The other day, I had heard her say ‘I love you’ while she entered the library and I was on my way out. Needless to say, my mood was sour. I was beyond jealous, for some reason. I knew I had no right to be. We weren’t even friends, were we? Still, I couldn’t help that stupid feelings of jealousy overtake me. Not wanting to sound clingy or irritate her further, I had just left. I didn’t mean to bump into her shoulder. When I had heard her wince, I immediately regretted it. Whatever ping of jealousy that had overcome me, left me instantly. I realized she could be just talking to anyone. People usually said those words to family, best friends, siblings, right? It didn't have to mean anything.

I couldn’t see her hurt. With guilt hounding me, I couldn’t even go back to apologize to her.
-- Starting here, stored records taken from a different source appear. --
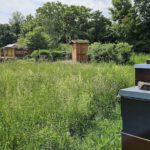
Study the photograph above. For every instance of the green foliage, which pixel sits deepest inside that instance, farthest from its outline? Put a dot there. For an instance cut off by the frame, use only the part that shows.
(61, 106)
(119, 53)
(36, 39)
(139, 58)
(6, 35)
(16, 21)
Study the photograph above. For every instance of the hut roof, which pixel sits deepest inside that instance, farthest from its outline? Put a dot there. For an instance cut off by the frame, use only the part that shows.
(79, 41)
(14, 45)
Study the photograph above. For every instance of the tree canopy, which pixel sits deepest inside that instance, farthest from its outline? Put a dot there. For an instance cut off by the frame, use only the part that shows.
(61, 23)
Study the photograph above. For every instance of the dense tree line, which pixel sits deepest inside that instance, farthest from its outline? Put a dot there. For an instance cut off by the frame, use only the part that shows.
(56, 23)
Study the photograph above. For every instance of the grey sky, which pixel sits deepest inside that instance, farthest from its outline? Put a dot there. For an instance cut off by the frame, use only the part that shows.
(30, 6)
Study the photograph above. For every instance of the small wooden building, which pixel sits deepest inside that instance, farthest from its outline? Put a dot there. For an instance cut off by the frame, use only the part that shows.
(8, 51)
(11, 51)
(79, 50)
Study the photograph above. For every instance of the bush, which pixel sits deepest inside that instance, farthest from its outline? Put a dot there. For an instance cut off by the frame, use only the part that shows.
(119, 53)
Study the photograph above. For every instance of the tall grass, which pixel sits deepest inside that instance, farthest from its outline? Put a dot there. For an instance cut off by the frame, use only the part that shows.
(61, 106)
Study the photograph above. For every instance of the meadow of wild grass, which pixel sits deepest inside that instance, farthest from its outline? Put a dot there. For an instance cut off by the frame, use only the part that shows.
(61, 106)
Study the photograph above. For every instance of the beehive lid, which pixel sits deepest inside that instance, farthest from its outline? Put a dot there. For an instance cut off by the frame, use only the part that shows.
(142, 66)
(135, 93)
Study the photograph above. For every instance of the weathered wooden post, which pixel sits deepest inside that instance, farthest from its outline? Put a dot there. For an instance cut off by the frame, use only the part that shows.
(79, 50)
(135, 111)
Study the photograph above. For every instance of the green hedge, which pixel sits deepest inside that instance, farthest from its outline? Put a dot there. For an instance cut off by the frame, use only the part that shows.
(62, 52)
(119, 53)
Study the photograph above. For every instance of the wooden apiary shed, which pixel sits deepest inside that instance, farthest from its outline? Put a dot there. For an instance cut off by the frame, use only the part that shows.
(8, 51)
(79, 50)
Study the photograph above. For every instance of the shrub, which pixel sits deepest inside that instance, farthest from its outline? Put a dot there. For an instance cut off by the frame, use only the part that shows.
(119, 53)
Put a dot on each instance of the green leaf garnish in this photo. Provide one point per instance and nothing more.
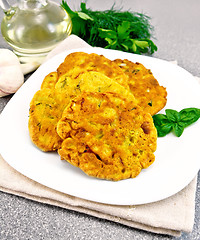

And now, today, when I had made up my mind to talk to her, try and be her friend, get to know her, apologize, I couldn’t get a moment alone with her!

Whoever this Swayam dude was, I was started to really hate him. He was coming in between the two of us. He didn’t leave her alone for a second! And… I can’t believe I am accepting this, but I feel angered further seeing that Kriya didn’t mind; seeing that she was okay with it and actually did like his company. That fact was only infuriating me further every passing second. She hung out with Shane... and that never bothered me. Then why now?

Coach snapped at me, yelling at me to focus on the game. “Keep your head in the game, Singhania.” He chided.

I shook my head, shrugging my feelings aside and get back in the game. The girls were having their practice at the other end of the football field. I had to peel my eyes away to stop myself from getting distracted by watching Kriya playing soccer.

A good half hour later, the couch announced we were having a boys vs. girls to “learn” from the other team and better our game and techniques. I didn’t see how it would be beneficial. Boys played much rougher than girls did. We could also be counted under ‘faster’ at speed than the girls. How did he expect a fair game?

Oh well… I’d get to play against Kriya. I immediately felt happy. Maybe I’d be able to talk to her now.

Kriya received one nasty blow and kicked it. Unintentionally, the stitches ripped open and blood instantly started to flow out. Was she so into playing that she did not feel anything?!

Swayam looked up now and then to only see her face and thus he failed to notice the blood spots on the back of her shirt. On top, the red jersey she wore did not help the case. I, however, had noticed. I tried telling her but either my team mates or the coach would pull me away each time. I wasn't focused on the game anymore.

When our coaches called it a day, apparently impressed, we proceeded towards the locker room. Swayam noticed her leave but stayed there. I'm guessing he was going to wait for her to come out? Ugh, why am I paying so much attention to what he does? I’ve got to get a hang of myself. I need to have my focus on Kriya, not him!